I let out a nervous laugh.

“But you tell me where I can find the girl and I’ll set her straight,” she promises.

“Honestly, I don’t know,” I huff, inadvertently rubbing my bad eye. “I suspect she’s with this guy we went to high school with … Tyler Rich.”

“That
two-timing weasel?” Cookie barks.

“Go on,” I say, drawing out the words.

“Oh, Lydia couldn’t
stand
the boy. Always flirting with both girls.

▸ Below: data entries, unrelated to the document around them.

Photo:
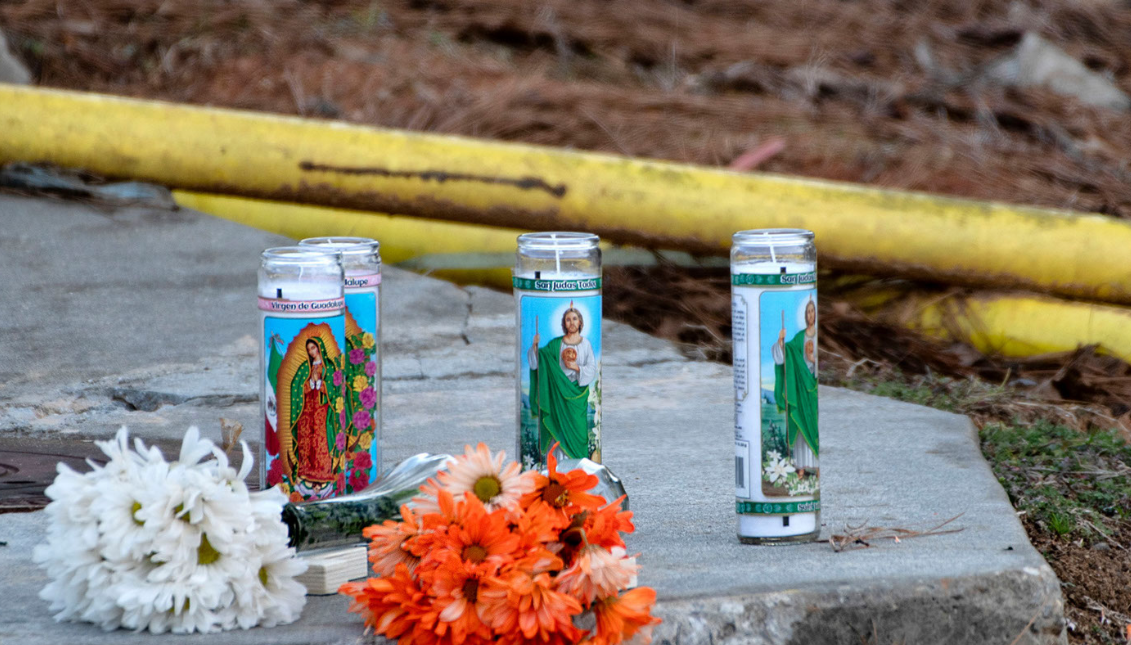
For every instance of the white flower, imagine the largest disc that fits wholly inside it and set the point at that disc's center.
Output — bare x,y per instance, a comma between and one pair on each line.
145,544
778,471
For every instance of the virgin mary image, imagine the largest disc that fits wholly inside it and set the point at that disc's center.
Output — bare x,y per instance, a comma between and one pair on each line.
307,411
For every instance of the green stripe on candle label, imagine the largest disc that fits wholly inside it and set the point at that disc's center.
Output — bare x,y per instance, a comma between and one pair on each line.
529,284
773,280
743,507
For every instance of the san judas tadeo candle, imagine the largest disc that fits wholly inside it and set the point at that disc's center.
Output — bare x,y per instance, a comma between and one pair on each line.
301,361
361,260
774,326
558,319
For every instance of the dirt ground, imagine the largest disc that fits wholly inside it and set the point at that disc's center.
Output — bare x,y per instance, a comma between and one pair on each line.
891,93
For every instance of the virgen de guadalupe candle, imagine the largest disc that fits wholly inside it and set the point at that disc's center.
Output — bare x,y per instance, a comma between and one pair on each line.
558,307
302,335
361,261
774,326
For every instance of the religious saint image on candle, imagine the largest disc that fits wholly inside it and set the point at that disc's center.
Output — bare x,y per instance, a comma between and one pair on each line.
305,446
560,366
787,372
360,393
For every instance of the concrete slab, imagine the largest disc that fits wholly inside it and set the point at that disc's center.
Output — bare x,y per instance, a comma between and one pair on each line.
182,337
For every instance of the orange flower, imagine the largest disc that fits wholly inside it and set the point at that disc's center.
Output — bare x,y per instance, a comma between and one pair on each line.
482,474
566,493
597,572
390,605
483,540
624,616
456,588
528,604
604,526
389,543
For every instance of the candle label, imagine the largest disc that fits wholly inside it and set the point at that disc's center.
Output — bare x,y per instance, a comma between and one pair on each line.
560,371
362,389
362,281
312,450
281,306
775,379
569,285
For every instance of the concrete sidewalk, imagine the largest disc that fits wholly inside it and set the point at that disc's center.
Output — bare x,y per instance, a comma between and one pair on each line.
147,319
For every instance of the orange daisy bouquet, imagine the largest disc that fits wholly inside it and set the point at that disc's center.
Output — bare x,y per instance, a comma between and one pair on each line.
490,555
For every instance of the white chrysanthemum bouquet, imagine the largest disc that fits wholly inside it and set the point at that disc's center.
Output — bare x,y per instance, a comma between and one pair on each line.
177,547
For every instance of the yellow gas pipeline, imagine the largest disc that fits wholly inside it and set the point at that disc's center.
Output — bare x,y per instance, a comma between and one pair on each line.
1012,325
656,205
999,323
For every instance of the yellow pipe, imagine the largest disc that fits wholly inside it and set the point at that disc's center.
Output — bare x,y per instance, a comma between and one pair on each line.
1013,325
999,324
652,204
402,238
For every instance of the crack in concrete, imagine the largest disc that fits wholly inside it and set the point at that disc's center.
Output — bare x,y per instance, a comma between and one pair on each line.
467,317
150,401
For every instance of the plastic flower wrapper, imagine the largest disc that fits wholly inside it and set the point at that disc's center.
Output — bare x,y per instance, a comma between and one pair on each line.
182,547
490,555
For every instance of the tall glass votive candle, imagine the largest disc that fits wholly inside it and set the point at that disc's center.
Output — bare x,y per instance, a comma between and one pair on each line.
558,319
302,333
361,260
774,326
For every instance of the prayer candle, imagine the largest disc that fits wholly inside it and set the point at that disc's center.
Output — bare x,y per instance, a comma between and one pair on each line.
558,319
302,332
361,260
774,326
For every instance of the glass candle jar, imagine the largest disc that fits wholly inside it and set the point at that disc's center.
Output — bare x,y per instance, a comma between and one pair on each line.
302,333
558,320
774,326
361,260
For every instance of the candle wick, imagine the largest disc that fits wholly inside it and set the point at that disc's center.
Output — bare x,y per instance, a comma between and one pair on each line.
558,255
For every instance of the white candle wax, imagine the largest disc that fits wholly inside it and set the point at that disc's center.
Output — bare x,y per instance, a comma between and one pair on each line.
302,332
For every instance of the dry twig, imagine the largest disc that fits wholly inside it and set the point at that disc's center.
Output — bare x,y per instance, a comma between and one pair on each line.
862,536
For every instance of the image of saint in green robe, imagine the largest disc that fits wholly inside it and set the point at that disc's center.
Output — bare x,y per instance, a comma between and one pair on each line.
795,394
560,404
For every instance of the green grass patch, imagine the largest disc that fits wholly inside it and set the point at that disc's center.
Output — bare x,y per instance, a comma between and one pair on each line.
1072,483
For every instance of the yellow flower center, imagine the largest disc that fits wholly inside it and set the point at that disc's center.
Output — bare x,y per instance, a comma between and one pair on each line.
486,488
206,553
475,553
472,590
555,495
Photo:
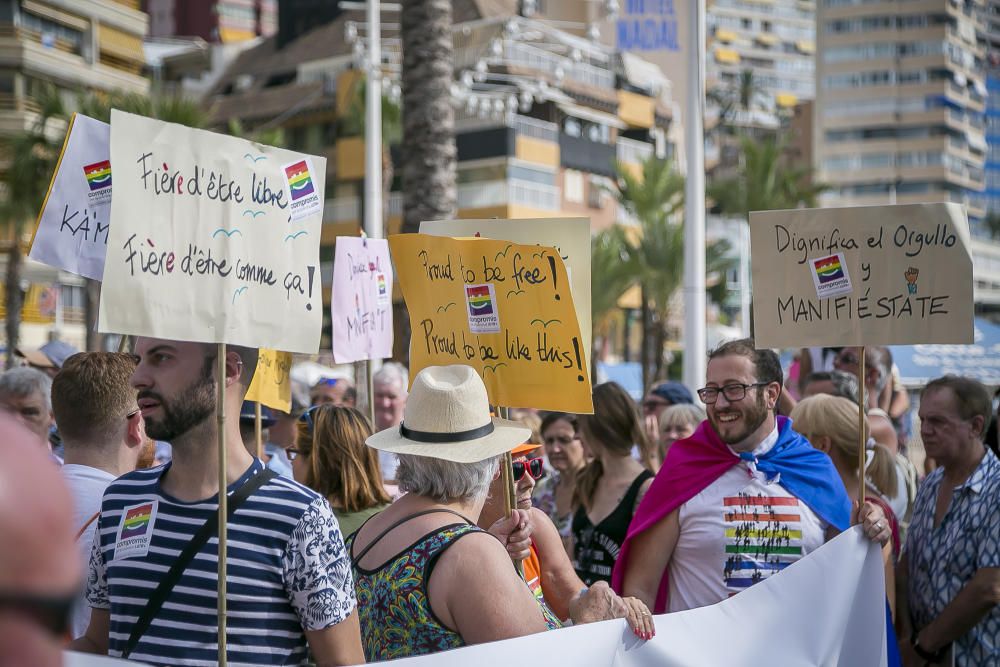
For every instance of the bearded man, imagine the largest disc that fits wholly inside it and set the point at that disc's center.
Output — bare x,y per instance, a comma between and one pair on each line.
738,501
290,590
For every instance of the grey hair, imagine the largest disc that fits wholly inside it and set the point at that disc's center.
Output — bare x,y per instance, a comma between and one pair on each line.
446,481
24,381
392,372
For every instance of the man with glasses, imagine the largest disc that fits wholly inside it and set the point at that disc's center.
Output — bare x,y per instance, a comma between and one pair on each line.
291,591
39,579
948,575
738,501
103,433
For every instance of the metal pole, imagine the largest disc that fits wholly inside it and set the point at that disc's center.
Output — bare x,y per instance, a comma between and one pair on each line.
373,125
694,203
223,498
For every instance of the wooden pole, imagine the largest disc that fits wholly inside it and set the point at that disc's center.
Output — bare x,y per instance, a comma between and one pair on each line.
862,452
258,429
223,504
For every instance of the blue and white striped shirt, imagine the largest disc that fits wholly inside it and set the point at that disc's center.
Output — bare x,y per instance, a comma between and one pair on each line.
287,571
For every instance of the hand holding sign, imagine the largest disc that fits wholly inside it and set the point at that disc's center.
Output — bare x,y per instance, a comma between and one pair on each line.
500,307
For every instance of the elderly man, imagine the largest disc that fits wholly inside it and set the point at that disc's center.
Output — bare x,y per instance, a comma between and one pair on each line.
39,580
389,384
948,576
292,591
26,393
704,531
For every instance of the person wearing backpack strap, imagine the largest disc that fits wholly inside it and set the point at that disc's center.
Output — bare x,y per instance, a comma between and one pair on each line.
290,589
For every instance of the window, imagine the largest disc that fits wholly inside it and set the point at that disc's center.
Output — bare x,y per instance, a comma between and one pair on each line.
573,186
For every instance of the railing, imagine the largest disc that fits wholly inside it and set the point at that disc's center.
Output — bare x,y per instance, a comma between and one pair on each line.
630,150
535,128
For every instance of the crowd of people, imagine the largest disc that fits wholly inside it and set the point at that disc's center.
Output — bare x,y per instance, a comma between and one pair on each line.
353,540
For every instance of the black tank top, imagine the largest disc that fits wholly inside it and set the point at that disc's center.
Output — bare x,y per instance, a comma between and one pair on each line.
595,548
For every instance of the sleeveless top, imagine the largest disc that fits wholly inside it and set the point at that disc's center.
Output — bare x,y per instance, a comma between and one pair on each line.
394,610
595,548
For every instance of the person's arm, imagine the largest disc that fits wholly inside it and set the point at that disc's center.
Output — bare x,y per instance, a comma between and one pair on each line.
338,644
559,580
95,639
976,599
650,555
317,567
474,590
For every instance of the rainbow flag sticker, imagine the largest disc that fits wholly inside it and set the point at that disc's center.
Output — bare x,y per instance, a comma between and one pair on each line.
830,275
98,175
299,180
137,520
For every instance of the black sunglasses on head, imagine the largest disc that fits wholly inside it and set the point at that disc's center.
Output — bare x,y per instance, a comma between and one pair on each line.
533,467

Paige never liked him enough. Lara too much. If Paige didn’t show him sufficient attention, he’d just switch to Lara, and back and forth. It drove Lydia crazy. At one point, Gregory had to pull the fink aside and make him choose.
Stop jerking my girls around
, he said. Boy, I loved Gregory. Tyler Rich picked Paige, even asked her to the senior prom.”

“But he took Lara to prom,” I remind her.

“Yes. Lara very much wanted to go with Tyler, and Lydia knew that, so when Paige asked her mom for advice, Lydia encouraged her to pass on Tyler’s invitation. I don’t think Paige was all that upset, really. She was more disappointed she’d have to wait two more years to buy her prom dress.”

That’s my Paige.

I’m so happy I want to plant a big wet one on Cookie’s cheek.

“One more thing,” Cookie says, “while we’re having this whole heart-to-heart and all. I want to show you something I had specially made for Sid to celebrate our sixtieth wedding anniversary. I think you’ll appreciate it.”